Indoor workplace smoking bans garner strong support from Hoosiers
Public health researchers examining data from an Indiana Adult Tobacco Survey found nearly 75 percent of Hoosiers support a statewide or community indoor workplace smoking ban.
The results of this study could be important in increasing focused public awareness strategies aimed at reducing exposure to secondhand smoke, said Terrell Zollinger, professor of epidemiology and associate director of the Center for Health Policy in the Richard M. Fairbanks School of Public Health at Indiana University-Purdue University Indianapolis, who led the study.
Indiana is 49th on the list of 50 states for protection of workers from smoking at worksites.
Numerous studies have linked adult exposure to secondhand smoke with numerous diseases, including multiple cancers and heart diseases.
It is important that policy makers understand the basis of their constituents’ support for clean air policies, Zollinger said. Policy makers generally rely on opinions expressed at hearings or in emails and telephone calls from constituents; critical opinions of smoke-free policies are often overrepresented in those circumstances, Zollinger said.
“What this study does is give policy makers a much more complete picture of how their constituents support these kinds of laws in an objective way,” he said.
Data the researchers analyzed came from a 2008 cross-sectional statewide study of 2,140 Indiana adults conducted by the Indiana Tobacco Prevention and Cessation Agency.
The study found that 72.3 percent of the respondents supported laws making indoor workplaces smoke-free.
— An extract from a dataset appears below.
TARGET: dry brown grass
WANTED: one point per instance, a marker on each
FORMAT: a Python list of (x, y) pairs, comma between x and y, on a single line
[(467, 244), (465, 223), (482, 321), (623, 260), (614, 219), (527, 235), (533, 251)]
Strong support for banning smoking in indoor workplaces was found regardless of whether the respondent lived in an urban or a rural area, Zollinger said.
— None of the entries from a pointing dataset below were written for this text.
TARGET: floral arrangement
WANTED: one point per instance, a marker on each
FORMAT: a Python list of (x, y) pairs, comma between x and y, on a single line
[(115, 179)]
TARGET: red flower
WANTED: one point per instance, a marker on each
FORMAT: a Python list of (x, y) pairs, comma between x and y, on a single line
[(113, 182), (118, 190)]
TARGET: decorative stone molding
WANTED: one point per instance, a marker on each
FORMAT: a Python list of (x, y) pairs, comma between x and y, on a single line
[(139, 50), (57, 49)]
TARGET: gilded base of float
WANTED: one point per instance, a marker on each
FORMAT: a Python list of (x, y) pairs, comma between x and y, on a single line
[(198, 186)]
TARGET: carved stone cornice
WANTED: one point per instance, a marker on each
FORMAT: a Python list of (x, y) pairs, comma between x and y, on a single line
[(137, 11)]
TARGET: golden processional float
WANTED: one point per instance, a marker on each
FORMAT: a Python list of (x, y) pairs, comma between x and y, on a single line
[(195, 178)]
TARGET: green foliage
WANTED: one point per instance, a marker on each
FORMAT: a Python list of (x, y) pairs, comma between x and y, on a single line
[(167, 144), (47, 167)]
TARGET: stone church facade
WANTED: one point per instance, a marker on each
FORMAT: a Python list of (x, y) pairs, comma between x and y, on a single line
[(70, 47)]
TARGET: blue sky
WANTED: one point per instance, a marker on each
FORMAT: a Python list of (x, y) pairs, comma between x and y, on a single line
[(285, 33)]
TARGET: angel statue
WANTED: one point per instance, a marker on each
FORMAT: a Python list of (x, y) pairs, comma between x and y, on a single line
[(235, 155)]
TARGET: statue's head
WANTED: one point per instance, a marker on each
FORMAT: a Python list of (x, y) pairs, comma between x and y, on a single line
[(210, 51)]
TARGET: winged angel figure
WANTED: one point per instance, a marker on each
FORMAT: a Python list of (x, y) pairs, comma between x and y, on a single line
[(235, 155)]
According to the study, three variables were significant predictors of support: People who never or formerly smoked were more supportive, as were females and those who were more aware of the health hazards of secondhand smoke.
About 32 percent of respondents who are current smokers support indoor workplace smoking bans; 68 percent of former smokers did so, while 85 percent of respondents who had never smoked said they support indoor workplace smoking bans.
The study concludes support was constant among most groups across the state, suggesting policy makers would have the backing of their constituents to pass such legislation.
According to Zollinger, the results of this study suggest that efforts to gain additional support for smoke-free-air laws should focus on men, people unaware of the health hazards from secondhand smoke, and smokers and former smokers.
Zollinger will present the study at 3:30 p.m. EDT Tuesday, Oct. 30. Co-authors are Robert M. Saywell, IU School of Medicine; Joshua Robinson, U.S. Department of Veterans Affairs; Stephen Jay, Fairbanks School of Public Health, IUPUI; and Miranda Spitznagle, Tobacco Prevention and Cessation Commission, Indiana State Department of Health.